It feels almost as surreal to write: "Timon of Athens," is one of the best plays I’ve seen in Boston this year, as it feels to experience A.S.P.’s fun, innovative, modernist vision of the obscure, "problem play."
Timon cut 5 from Angelica Brisk on Vimeo.
But it’s true. The strange apocryphal genre-bender, thought by many to be a collaboration between Shakespeare and contemporary, Thomas Middleton, turns out to be well worth saving.
A fable about the evils of being a borrower or a lender, "Timon" is as timely as can be, and is mounted with boundless energy by Director/Scenic Designer/Composer, Bill Barclay, and a dynamite ensemble. Led by new artistic director, Allyn Burrows in the title role, the cast features A.S.P. regulars Bobbie Steinbach, John Kuntz and Steven Barkhimer along with first-rate guests, Daniel Berger-Jones, Joel Colodner, Michelle Dowd, and most notably, Will Lyman in an unforgettable turn as Apemantus, a misanthropic old philosopher with one foot in the court and the other in the wilderness.
"Timon" returns the company to Midway Studios at Fort Point Channel, an industrial-feeling art space tucked away between South Station and the waterfront. Barclay takes his design concept from the ambiance of the space, setting up camp in front of a flimsy facade decked out with a cubist painting, which looms behind a single sandbox-like patch of earth—a piece which serves variously as rustic decoration, sauna, and naked patch of forest.
Artists, senators and creditors bustle about in paint-splattered white coveralls and they wheel around and scurry up and down giant metal stepladders. We’re in the world of arts and fashion, and have the feeling that everything could be papered over or pulled down and replaced at a moment’s notice.

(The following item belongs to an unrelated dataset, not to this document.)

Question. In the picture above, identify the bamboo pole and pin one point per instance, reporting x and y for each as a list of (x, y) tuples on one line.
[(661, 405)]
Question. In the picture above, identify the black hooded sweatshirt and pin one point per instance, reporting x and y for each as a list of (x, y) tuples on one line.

At the head of the scene is everybody’s favorite meal ticket, Timon, an Athenian lord and proud patron of the arts. Timon delights in throwing feasts replete with lavish party-favors for all of the notables of the day, including dashing young army captain, Alcibiades (Daniel Berger-Jones), and even eminent kill-joy philosopher, Apemantus, who’s sole reason for living seems to be keeping his host in check with criticisms and barbs.
Timon thinks nothing of handing out pricey baubles to his dinner guests because, he tells us, his real treasures are his friends, whom he knows owe him everything. So confident is Timon that his connections and social standing make him invinsible, he ignores the warnings of his faithful steward, Flavius (Bobbie Steinbach), that he is spending far beyond his means.
Nobody loves you when you’re down and out. When Timon learns this, he goes a bit mad, renouncing his throne and fleeing to the woods to try his own hand at the Apemantus role of ascetic misanthrope. If he is done with humanity however, they are not done with him. There’s a war on against Athens led by Timon’s old friend Alcibiades who has been angered and ostracized by a draconian senate, and what’s more, there’s a rumor going around that the fallen Timon is actually sitting on a hoarded fortune. Senator, friend or thief, no man who brings a suit to this changed Timon, will leave unscathed.
Nor can we, a modern American audience who has spent the last several years watching our legendary coffers empty, our debt rack up and our friends eye us wearily with hands still outstretched.
Fortunately, scathed though we may be, we can’t help but laugh along the way of this heightened dream vision, replete with physical comedy and poetry in almost equal parts.
Actor’s Shakespeare Project’s "Timon of Athens" runs at Midway Studios, Fort Point Channel, through June 13.